Harbin has spent the last six years of his life working hard in the rigorous Scholars Academy curriculum and likes being successful in anything that he attempts. He attributes that success to his peer group.
“I tend to surround myself with people who try their hardest at all of the things that they do, so being successful is just a by-product of that,” said Harbin.
The nationwide pool of 16,000 Semifinalists, representing less than one percent of U.S. high school seniors, includes the highest-scoring entrants on the Preliminary SAT/National Merit Scholarship Qualifying Test (PSAT/NMSQT) in each state. About 1.6 million juniors in more than 22,000 high schools entered the 2017 National Merit Scholarship Program by taking the PSAT/NMSQT. The number of Semifinalists in a state is proportional to the state’s percentage of the national total of graduating seniors.
Harbin also acknowledged that he is fortunate to enjoy learning.
“I know everyone doesn’t. Sitting in class isn’t always fun, but adding to the things that you know because of what you learned in those classes is a neat process,” said Harbin.
Harbin has also learned some things about the value of hard work and that a little preparation goes a long way.
“You reach a point when success can’t just stem from your natural abilities. A hard worker goes past those abilities that they have been given,” said Harbin.
To become a Finalist, the Semifinalist and his or her high school must submit a detailed scholarship application, in which they provide information about the Semifinalist’s academic record, participation in school and community activities, demonstrated leadership abilities, employment, and honors and awards received. A Semifinalist must have an outstanding academic record throughout high school, be endorsed and recommended by a high school official, write an essay, and earn SAT scores that confirm the student’s earlier performance on the qualifying test.
With the majority of Harbin’s high school resume-building experiences behind him, he offered advice to younger students just entering the formative years of middle and high school.
“Pick a few things that matter and focus on those. Even though you’re supposed to try lots of things when you are in middle and high school, you might end up with not much to show for it,” added Harbin.

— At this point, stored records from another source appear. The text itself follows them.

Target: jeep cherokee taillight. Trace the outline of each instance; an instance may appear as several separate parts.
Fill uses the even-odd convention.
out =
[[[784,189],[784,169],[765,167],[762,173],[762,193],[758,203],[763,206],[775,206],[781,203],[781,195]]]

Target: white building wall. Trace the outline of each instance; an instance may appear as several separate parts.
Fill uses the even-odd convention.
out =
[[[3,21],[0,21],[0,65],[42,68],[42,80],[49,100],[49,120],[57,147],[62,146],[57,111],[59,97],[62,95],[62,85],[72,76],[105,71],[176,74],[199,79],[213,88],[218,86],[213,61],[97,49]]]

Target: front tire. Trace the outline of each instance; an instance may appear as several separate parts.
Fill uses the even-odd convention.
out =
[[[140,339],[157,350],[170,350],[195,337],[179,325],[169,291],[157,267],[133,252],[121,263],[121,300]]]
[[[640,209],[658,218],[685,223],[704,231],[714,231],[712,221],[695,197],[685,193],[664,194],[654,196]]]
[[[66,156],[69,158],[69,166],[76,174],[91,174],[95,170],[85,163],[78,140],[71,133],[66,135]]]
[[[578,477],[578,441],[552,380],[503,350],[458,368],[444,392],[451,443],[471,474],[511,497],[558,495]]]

From the approximately 16,000 Semifinalists, about 15,000 are expected to advance to the Finalist level, and in February they will be notified of this designation. National Merit Scholarship winners of 2017 will be announced in nationwide news releases beginning in April and concluding in July. The scholarship recipients will join more than 323,000 other distinguished young people who have earned the Merit Scholar title.